Joel, vale a pena ler. Sei que você vai ficar irritado, se transformar no Cratos e descer a lenha no cara, mas…
Claudia, obrigado pela visita, pelo comentário e pela indicação de livro. Volte mais vezes!
Träsel, você é um impiedoso! hehehe… Obrigado pelo link de sua resenha, muito mais acadêmica, estruturada e melhor que este meu postezinho… abraço
As transformações que estamos vivendo são palco de sérias batalhas, que envolvem um jogo de interesses que não colide exatamente na qualidade da informação ou mesmo o futuro da nossa cultura.
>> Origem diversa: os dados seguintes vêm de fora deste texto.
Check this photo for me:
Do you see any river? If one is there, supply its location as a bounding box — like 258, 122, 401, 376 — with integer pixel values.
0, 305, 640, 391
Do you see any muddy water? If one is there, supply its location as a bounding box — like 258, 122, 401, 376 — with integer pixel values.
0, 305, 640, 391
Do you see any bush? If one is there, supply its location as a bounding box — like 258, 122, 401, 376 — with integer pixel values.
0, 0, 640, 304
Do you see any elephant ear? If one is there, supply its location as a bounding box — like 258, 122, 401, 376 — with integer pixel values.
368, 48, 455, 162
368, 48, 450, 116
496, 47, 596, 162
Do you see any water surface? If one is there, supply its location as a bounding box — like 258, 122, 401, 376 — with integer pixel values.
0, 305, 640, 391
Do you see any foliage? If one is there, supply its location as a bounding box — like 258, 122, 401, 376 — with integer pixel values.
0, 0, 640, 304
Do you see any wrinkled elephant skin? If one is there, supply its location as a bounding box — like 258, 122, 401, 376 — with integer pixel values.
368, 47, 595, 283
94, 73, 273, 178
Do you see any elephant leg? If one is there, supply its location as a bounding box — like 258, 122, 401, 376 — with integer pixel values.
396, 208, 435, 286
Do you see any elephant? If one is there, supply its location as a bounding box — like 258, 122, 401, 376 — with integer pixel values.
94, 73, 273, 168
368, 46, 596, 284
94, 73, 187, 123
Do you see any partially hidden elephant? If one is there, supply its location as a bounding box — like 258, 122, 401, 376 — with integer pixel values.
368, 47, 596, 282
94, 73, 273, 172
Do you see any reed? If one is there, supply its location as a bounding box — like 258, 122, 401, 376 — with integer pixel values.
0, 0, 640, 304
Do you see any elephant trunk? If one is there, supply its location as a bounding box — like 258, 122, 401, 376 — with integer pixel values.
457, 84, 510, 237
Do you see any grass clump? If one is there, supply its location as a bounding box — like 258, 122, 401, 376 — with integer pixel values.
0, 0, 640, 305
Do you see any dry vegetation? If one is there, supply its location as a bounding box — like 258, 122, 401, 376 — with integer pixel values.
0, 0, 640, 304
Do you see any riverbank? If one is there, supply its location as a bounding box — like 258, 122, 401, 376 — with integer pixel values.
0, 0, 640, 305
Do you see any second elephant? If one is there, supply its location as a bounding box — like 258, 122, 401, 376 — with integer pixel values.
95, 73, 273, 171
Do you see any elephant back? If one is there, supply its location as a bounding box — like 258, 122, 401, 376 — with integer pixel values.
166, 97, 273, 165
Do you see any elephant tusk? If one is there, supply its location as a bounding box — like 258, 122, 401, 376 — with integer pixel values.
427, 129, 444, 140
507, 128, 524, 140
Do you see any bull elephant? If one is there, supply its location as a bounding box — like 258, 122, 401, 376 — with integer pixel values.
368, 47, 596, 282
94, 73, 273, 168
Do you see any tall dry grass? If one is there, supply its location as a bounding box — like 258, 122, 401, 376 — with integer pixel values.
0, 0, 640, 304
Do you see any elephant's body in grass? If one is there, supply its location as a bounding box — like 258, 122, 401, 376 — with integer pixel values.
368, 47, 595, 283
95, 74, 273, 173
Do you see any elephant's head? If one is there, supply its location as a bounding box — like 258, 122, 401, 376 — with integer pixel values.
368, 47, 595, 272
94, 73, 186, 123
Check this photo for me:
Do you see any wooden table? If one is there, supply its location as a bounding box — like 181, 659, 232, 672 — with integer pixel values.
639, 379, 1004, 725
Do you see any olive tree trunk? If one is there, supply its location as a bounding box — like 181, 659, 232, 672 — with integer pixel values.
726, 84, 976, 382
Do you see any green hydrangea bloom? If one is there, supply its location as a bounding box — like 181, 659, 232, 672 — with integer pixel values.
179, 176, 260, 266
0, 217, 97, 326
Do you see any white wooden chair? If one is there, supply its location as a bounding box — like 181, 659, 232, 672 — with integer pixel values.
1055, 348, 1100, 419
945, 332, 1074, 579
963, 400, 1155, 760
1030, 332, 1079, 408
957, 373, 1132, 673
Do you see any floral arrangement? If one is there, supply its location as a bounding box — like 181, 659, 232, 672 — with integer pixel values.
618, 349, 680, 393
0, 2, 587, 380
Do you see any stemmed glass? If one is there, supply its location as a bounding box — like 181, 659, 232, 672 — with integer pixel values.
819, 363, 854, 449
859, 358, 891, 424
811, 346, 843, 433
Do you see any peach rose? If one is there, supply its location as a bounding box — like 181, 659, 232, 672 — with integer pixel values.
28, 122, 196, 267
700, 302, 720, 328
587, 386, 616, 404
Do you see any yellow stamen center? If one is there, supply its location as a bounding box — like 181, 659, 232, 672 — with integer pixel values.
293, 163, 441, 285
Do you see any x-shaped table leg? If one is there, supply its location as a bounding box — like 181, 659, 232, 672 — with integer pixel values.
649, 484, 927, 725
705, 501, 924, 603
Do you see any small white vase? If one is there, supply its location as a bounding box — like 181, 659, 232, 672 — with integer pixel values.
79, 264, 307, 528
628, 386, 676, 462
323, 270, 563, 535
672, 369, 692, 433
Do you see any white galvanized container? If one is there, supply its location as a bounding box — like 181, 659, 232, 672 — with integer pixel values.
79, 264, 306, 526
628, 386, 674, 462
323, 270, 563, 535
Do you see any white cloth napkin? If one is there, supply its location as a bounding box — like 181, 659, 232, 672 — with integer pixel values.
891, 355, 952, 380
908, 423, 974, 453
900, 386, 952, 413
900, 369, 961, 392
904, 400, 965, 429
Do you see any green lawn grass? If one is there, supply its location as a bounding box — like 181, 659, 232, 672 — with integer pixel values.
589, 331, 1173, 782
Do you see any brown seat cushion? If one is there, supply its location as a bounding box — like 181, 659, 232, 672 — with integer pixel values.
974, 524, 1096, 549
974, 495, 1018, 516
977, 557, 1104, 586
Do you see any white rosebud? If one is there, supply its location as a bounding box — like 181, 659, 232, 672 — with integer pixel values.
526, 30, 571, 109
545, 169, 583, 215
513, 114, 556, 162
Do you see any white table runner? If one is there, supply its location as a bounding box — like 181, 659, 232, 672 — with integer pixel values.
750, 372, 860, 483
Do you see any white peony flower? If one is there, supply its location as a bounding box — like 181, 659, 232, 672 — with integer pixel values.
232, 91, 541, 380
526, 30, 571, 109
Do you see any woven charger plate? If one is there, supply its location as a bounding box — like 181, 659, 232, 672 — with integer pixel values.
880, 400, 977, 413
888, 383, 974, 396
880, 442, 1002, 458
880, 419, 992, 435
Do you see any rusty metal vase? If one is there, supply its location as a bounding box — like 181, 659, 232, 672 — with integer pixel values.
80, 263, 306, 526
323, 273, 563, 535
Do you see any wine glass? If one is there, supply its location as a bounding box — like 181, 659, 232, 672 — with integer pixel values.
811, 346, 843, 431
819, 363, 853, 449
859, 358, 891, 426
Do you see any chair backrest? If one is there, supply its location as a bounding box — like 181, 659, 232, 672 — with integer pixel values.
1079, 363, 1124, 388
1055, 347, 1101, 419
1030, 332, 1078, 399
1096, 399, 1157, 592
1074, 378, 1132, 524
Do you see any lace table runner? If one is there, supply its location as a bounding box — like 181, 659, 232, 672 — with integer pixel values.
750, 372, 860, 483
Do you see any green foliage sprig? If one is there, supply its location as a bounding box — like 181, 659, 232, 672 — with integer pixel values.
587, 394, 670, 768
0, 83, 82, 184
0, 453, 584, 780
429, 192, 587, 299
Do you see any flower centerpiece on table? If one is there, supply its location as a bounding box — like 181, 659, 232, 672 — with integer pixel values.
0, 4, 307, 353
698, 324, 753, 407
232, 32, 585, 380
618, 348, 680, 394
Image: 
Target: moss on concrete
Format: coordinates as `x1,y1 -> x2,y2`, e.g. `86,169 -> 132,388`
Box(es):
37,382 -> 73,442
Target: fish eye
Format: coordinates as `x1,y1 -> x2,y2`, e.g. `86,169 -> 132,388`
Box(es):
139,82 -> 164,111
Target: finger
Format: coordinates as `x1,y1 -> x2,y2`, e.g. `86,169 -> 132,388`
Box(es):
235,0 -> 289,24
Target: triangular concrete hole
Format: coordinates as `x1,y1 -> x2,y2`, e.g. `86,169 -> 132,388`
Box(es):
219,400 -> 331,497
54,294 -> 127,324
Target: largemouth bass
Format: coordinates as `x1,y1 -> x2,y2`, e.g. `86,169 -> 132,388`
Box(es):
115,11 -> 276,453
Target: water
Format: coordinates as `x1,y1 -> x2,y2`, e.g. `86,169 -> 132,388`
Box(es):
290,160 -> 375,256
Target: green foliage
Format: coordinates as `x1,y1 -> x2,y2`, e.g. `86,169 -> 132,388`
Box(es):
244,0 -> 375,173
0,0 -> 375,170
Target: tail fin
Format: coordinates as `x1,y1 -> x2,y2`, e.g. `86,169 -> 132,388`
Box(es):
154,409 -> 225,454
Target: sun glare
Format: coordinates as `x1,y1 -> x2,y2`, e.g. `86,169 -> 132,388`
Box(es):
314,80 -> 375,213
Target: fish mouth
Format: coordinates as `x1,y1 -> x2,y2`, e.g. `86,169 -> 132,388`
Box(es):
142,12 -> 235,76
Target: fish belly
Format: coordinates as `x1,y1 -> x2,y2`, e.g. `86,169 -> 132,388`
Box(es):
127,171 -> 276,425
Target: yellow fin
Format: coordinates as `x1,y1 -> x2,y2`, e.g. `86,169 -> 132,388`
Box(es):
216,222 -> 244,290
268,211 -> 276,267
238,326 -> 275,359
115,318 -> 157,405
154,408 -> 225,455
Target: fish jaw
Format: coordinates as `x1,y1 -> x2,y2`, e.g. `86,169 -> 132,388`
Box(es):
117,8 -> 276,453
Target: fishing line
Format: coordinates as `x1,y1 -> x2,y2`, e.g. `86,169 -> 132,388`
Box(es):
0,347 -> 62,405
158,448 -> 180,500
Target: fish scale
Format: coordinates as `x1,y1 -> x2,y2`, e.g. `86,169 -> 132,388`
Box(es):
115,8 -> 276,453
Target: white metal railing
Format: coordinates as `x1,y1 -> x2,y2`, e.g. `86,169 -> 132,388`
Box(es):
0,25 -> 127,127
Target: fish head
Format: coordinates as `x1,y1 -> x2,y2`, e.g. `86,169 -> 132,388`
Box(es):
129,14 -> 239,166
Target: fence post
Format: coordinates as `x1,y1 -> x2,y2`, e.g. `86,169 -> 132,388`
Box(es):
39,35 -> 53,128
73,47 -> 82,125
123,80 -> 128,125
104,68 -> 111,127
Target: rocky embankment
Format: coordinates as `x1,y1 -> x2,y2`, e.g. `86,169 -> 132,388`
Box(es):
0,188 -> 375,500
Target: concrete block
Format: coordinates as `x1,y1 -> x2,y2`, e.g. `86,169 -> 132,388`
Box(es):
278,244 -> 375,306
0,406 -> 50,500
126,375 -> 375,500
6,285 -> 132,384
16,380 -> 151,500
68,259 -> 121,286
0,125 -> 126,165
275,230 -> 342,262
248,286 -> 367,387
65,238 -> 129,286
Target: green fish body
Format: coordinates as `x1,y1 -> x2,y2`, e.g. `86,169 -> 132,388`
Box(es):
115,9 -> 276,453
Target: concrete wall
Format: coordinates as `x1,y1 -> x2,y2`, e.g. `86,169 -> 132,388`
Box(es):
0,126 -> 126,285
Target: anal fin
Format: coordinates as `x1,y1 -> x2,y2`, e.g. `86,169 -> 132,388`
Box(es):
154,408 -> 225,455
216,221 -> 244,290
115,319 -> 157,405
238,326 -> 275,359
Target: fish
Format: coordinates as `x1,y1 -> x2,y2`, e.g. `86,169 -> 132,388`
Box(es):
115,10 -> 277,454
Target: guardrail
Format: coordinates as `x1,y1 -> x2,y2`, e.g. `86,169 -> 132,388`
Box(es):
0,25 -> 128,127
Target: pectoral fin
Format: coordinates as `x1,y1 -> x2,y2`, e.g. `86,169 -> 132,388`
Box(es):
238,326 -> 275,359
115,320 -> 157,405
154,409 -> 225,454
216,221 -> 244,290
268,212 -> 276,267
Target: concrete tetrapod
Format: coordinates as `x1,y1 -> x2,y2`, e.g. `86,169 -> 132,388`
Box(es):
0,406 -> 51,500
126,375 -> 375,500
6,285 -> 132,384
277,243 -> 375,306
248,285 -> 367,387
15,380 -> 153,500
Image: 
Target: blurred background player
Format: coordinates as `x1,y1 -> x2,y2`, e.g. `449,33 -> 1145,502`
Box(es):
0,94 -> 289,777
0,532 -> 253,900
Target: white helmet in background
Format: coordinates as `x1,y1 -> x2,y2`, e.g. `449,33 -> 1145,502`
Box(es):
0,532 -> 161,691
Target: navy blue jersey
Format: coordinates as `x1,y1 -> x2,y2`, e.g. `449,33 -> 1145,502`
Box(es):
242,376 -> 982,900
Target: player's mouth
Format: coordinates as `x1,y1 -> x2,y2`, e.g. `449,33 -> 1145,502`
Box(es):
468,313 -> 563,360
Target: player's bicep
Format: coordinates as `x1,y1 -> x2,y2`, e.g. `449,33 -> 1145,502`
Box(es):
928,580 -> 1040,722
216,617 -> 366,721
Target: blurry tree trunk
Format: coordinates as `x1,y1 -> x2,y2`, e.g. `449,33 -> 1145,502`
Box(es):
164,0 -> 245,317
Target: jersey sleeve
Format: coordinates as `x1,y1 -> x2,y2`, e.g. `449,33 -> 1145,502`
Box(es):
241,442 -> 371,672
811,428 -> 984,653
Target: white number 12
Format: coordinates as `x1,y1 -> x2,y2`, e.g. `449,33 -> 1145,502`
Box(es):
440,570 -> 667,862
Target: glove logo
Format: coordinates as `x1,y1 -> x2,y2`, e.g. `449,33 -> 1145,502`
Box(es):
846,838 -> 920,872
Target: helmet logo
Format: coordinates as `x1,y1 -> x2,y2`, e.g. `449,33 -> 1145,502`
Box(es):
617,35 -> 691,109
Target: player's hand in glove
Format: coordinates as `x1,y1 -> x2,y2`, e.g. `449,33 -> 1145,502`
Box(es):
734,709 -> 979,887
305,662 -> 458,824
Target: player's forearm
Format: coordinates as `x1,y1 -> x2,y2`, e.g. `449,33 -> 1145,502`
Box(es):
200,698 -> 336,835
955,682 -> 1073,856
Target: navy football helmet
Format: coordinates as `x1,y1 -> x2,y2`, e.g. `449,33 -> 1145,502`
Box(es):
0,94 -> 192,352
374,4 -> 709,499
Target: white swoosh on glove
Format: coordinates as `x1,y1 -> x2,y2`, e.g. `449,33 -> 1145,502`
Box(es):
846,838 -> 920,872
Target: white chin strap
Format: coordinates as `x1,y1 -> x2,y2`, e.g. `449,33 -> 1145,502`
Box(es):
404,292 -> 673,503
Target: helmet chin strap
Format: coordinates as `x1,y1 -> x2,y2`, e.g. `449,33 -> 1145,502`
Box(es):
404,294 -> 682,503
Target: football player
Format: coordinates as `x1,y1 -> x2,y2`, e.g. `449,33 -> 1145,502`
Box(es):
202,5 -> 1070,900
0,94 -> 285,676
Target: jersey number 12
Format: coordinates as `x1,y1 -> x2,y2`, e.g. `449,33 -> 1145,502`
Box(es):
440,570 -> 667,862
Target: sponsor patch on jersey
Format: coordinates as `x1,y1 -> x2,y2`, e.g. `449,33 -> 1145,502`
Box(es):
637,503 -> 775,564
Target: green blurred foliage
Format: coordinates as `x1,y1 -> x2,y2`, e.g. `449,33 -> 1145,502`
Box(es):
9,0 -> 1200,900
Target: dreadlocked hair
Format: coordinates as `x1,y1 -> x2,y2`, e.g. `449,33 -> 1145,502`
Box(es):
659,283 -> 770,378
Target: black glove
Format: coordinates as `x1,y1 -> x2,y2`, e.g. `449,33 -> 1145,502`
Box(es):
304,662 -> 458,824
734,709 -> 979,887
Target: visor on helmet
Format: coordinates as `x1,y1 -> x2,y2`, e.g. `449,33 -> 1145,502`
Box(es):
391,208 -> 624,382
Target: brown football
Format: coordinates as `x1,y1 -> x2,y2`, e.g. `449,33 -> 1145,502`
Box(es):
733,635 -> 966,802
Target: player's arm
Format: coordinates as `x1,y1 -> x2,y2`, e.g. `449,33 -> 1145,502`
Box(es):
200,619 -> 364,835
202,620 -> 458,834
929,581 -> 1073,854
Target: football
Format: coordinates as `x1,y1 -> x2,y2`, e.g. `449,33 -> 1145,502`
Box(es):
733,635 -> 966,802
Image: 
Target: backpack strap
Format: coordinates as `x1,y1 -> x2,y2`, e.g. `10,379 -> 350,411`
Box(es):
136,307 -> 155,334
Esbarram no mesmo problema de sempre: grana e poder.
Contraditório é pensar num jornalista que fala contra a democracia da informação e luta contra algo que está muito além de suas forças. Ignorar as mudanças é burrice. Penso que discutir uma nova proposta de adaptação, diante deste cenário, é o caminho para manter viva a nossa profissão.